Ia mengepalkan tangannya.
“…Menarik.”
Ia kembali duduk, kali ini bukan di atas Bao Gu, tapi di kursi batu. Wajahnya serius—bukan karena takut, tapi tertarik.
“Baiklah, Wu Shen… kalau kau benar-benar kembali dari neraka, maka aku akan mengirimmu kembali ke sana.”
Ia menyeringai. “Kali ini… tanpa kesempatan untuk bangkit lagi.”
...
Matahari pagi menyelinap di antara sela-sela dedaunan pohon aprikot, menciptakan bayangan-bayangan lembut di halaman depan rumah keluarga Wu.
Angin membawa aroma embun dan kayu basah, menyatu dengan bau bubur hangat yang mengepul di atas meja kayu sederhana.
Wu Shen duduk di depan meja makan, mengenakan pakaian sederhana berwarna abu-abu. Di hadapannya, semangkuk bubur jagung dan sepiring acar sayur menemani aroma teh hangat yang diseduh ayahnya.
Wu Ruoxi, mengenakan jubah tempur setengah terbuka dengan rambut masih basah, masuk dari halaman depan sambil menguap kecil.
“Hmm~ pagi yang cerah, dan akhirnya aku bisa pulang dan makan masakan rumah lagi,” ucapnya begitu memasuki rumah.
Ini bukan pertama kalinya Wu Ruoxi pulang pagi karena tugas beratnya sebagai pemimpin kelompok elitnya.
Wu Guan—yang masih mengenakan celemek dapur—tersenyum sambil menuangkan teh ke cangkir istrinya.
“Sarapan dulu, setelah itu kau bisa istirahat,” ujar Wu Guan dengan ramah kepada istrinya sambil mengusap rambut Wu Shen. "Maaf, ayah hanya bisa memasak masakan sederhana."
Wu Shen tertawa kecil. “Asalkan tidak gosong, aku bisa makan apa saja.”

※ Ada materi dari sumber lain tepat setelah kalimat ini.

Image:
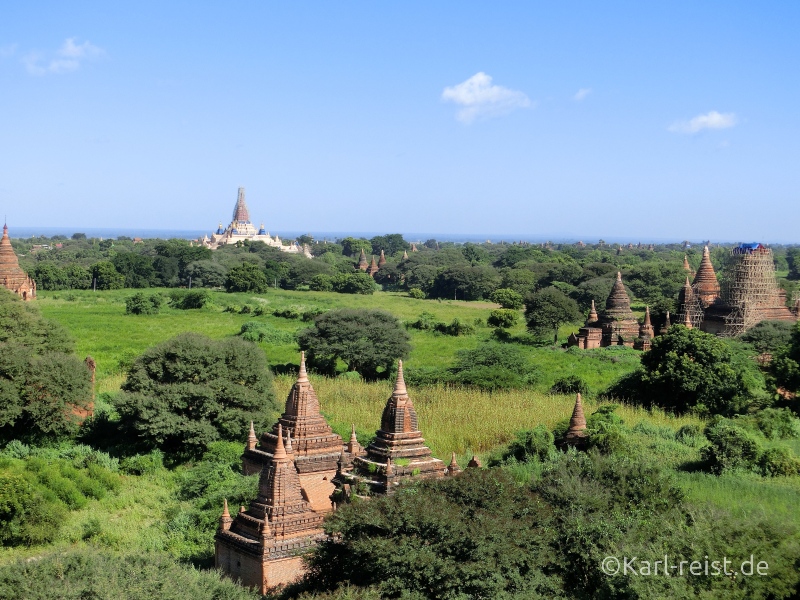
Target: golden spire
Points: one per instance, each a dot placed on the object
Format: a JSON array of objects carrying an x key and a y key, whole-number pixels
[
  {"x": 280, "y": 452},
  {"x": 252, "y": 440}
]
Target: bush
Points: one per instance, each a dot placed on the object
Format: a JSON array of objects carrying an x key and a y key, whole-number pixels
[
  {"x": 507, "y": 298},
  {"x": 142, "y": 304},
  {"x": 503, "y": 317},
  {"x": 731, "y": 448},
  {"x": 189, "y": 300},
  {"x": 143, "y": 464},
  {"x": 690, "y": 435},
  {"x": 571, "y": 384},
  {"x": 778, "y": 423}
]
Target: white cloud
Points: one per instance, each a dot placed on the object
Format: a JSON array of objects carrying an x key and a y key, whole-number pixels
[
  {"x": 8, "y": 50},
  {"x": 481, "y": 99},
  {"x": 581, "y": 94},
  {"x": 66, "y": 59},
  {"x": 710, "y": 120}
]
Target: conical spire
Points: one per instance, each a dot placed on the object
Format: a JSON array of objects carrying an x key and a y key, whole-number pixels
[
  {"x": 399, "y": 415},
  {"x": 453, "y": 468},
  {"x": 577, "y": 424},
  {"x": 280, "y": 452},
  {"x": 289, "y": 441},
  {"x": 302, "y": 375},
  {"x": 705, "y": 282},
  {"x": 400, "y": 382},
  {"x": 353, "y": 447},
  {"x": 225, "y": 520},
  {"x": 252, "y": 440},
  {"x": 593, "y": 318},
  {"x": 618, "y": 303},
  {"x": 240, "y": 212},
  {"x": 646, "y": 329}
]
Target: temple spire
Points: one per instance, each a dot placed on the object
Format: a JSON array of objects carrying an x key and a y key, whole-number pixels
[
  {"x": 252, "y": 440},
  {"x": 280, "y": 452},
  {"x": 225, "y": 520},
  {"x": 302, "y": 375}
]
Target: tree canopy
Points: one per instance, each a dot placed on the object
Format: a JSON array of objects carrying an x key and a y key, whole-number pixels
[
  {"x": 191, "y": 390},
  {"x": 367, "y": 341},
  {"x": 549, "y": 308}
]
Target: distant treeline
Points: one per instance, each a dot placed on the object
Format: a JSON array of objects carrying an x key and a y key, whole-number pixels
[{"x": 436, "y": 270}]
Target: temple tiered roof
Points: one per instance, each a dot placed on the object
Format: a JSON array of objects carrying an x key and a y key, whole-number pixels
[
  {"x": 240, "y": 212},
  {"x": 12, "y": 277},
  {"x": 705, "y": 284},
  {"x": 398, "y": 449}
]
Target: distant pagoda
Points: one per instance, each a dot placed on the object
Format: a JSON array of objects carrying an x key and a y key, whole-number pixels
[{"x": 12, "y": 276}]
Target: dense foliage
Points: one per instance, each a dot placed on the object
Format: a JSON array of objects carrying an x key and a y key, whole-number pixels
[
  {"x": 190, "y": 391},
  {"x": 687, "y": 369},
  {"x": 367, "y": 341}
]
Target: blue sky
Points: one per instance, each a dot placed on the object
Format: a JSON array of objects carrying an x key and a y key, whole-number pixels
[{"x": 619, "y": 120}]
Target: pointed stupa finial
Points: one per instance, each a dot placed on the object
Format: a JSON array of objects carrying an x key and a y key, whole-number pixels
[
  {"x": 289, "y": 449},
  {"x": 577, "y": 422},
  {"x": 302, "y": 375},
  {"x": 252, "y": 440},
  {"x": 593, "y": 318},
  {"x": 225, "y": 519},
  {"x": 400, "y": 382},
  {"x": 280, "y": 451},
  {"x": 353, "y": 446}
]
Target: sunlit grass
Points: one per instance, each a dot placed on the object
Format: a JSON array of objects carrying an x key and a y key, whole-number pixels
[{"x": 460, "y": 420}]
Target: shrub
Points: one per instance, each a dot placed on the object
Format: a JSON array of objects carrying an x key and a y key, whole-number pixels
[
  {"x": 189, "y": 300},
  {"x": 507, "y": 298},
  {"x": 690, "y": 435},
  {"x": 143, "y": 464},
  {"x": 425, "y": 322},
  {"x": 731, "y": 448},
  {"x": 502, "y": 317},
  {"x": 142, "y": 304},
  {"x": 571, "y": 384},
  {"x": 778, "y": 423}
]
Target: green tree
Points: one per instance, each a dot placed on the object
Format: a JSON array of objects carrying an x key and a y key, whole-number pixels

Ruoxi duduk sambil meregangkan tubuhnya, lalu melirik ke arah putranya dengan tatapan menyipit. “Ngomong-ngomong, Shen’er... kau sudah dengar pengumuman dari Patriark, kan?”
Wu Shen mengangkat alis, masih mengunyah makanannya pelan. “Tentang pertandingan bela diri antar murid itu?” Ia meneguk teh sebelum melanjutkan. “Ya, aku sudah tahu.”
Wu Guan menoleh. “Dengar-dengar kau juga dapat hukuman dari Guru Ye Jiang, ya?” Nada suaranya setengah penasaran, setengah prihatin. “Dia itu memang... bukan guru yang baik. Terlalu kasar pada murid-muridnya.”
Wu Shen mengangguk setuju. “Guru Ye Jiang punya temperamen seperti kuda liar. Dia mengadu seperti anak kecil hanya karena aku—eh—‘menyentuh’ punggungnya saat latihan kuda-kuda.”
Wu Guan mengerutkan dahi. “Menyentuh?”
Ruoxi mengangkat alis. “Apa maksudmu ‘menyentuh’?”
Wu Shen mengangkat bahunya dengan ekspresi polos. “Aku menendangnya, tepat di punggungnya untuk menguji apakah kuda-kudanya jauh lebih baik dari milikku.”
CLANG!
Sendok Wu Guan jatuh ke lantai bersamaan dengan suara clink dari garpu Ruoxi yang terpental dari jarinya.
Wu Shen melirik mereka berdua. “Apa? Dia lebih dulu memukulku saat latihan, padahal aku tidak salah. Aku cuma membalasnya.”
Wu Ruoxi menggeleng pelan, meletakkan tangannya di dahinya. “Anak ini... punya mulut santai, tapi tangan pembunuh.”
Wu Guan mendesah. “Kau tahu, Shen’er… lain kali kalau kau marah, jangan menendang gurumu. Itu bukan cara menyampaikan kritik.”
Wu Shen mengangkat bahu lagi, seolah tak peduli. “Aku akan memperbaiki diri, tenang saja.”